Orange County has in recent years publicly discussed expanding its 10-bed, inpatient psychiatric crisis stabilization unit in Santa Ana. But real movement began in August 2015 when Supervisors Do and Lisa Bartlett formed an ad-hoc committee to study the county’s $323 million mental health system.
In March, after meeting with hospital and law enforcement groups, the two supervisors hosted a forum to seek public input on what’s wrong with county mental health services. That same month, the county’s Health Care Agency applied for the $3.1 million state mental health grant.
In April, Bartlett and Do directed county staff to seek partnerships with local medical facilities to operate new emergency psychiatric centers.
And in July, the California Department of Health Care Services released a statement clarifying that restricted revenue from the Mental Health Services Act, which provides funding for county mental health programs, could be spent on involuntary mental health services. The Health Care Agency said that funding will be spent on the new facilities.
Brant-Zawadski said the medical community had been pressuring county officials for years to seek state grants and other funding to improve local mental health services.
“They are finally acting on the pressure,” he said.

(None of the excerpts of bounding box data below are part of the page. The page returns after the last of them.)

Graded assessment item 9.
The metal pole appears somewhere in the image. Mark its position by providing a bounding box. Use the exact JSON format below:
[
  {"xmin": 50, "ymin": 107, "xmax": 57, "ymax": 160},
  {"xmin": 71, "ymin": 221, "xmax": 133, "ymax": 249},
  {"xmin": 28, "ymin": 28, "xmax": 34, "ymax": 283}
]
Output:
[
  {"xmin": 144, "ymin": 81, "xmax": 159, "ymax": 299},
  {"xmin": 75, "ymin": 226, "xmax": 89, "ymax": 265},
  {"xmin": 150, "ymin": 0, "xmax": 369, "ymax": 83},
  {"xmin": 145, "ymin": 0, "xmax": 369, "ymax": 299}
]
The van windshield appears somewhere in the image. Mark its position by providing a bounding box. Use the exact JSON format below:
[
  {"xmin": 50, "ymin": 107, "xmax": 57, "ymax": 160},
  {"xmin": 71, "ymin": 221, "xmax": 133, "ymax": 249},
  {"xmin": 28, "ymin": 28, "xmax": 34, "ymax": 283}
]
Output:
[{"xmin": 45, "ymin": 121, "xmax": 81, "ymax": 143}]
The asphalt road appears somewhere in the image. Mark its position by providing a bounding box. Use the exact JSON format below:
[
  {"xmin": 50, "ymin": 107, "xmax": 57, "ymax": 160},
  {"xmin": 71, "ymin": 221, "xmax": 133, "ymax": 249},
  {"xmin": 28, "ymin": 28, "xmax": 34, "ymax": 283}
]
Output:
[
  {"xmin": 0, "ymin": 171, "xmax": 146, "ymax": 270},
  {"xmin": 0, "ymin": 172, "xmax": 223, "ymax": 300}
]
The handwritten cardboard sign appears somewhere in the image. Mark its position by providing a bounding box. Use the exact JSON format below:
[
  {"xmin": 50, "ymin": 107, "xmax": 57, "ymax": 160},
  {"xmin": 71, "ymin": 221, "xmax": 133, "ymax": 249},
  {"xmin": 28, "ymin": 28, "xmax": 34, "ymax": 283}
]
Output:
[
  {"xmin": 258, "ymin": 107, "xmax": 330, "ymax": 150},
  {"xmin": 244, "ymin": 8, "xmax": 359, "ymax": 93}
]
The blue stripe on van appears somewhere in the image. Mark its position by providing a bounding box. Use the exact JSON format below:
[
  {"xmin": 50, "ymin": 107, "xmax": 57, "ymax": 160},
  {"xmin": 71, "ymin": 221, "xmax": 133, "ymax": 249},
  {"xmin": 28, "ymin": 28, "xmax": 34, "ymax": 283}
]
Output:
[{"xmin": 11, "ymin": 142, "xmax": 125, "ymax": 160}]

Do said in a statement that he expects the changes will improve the quality of medical care for everyone in Orange County by relieving pressure on hospital emergency rooms.
The county doesn’t yet know where the centers will be located or when they will open. But a Health Care Agency representative said the grant requires that the contracts and plans for the facilities be in place by the end of 2017.
Bartlett has proposed positioning one in north Orange County and one in the south. And Do has said the new facilities would need to be near, or linked to, existing medical facilities so that they can admit people with mental health issues who also have physical injuries.